Whether you are a partner, associate, retired attorney, or law student, there are pro bono opportunities available to you. If you do not see an opportunity that fits your practice area or interests, contact your pro bono provider to develop an opportunity. Legal aid organizations love to work with the private sector and law schools to maximize resources to ameliorate the lack of access to justice. Pro bono programs can work with you to host your firm or school for a particular legal clinic.
You Can Be the Difference
The need for volunteer attorneys is critical these days. Even more in demand are the volunteer attorneys who speak additional languages besides English. Please mention your language abilities to your local legal aid organization. They may have specific clinics tailored toward non-English-speaking clients; such clinics can be difficult to staff with volunteer attorneys. I can tell you from experience that when clients hear you speak to them in their native language, the sense of relief in their eyes says it all.

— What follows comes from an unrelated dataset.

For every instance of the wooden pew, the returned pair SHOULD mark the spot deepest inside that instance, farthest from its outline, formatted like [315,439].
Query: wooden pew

We, as attorneys, have a moral obligation to give back to our community. The opportunities to give back are endless. Please check with your local legal aid organization and ask about ways to get involved. Legal clinics provide pro bono opportunities that not only empower the clients but also create a ripple of change. Like the ripple in the ocean, your pro bono service, no matter how big or small, can affect generations to come. We all may feel like we do not have the time to “give back,” but we can make time. We can reprioritize our schedule. Instead of watching a movie, you can spend that time volunteering, whether once a month or at the annual legal fair.
I implore you to volunteer for a legal clinic. Let us leave a legacy of giving, a legacy of making a difference, no matter how big or small. We have the knowledge, as lawyers and lawyers-in-training, to be the difference.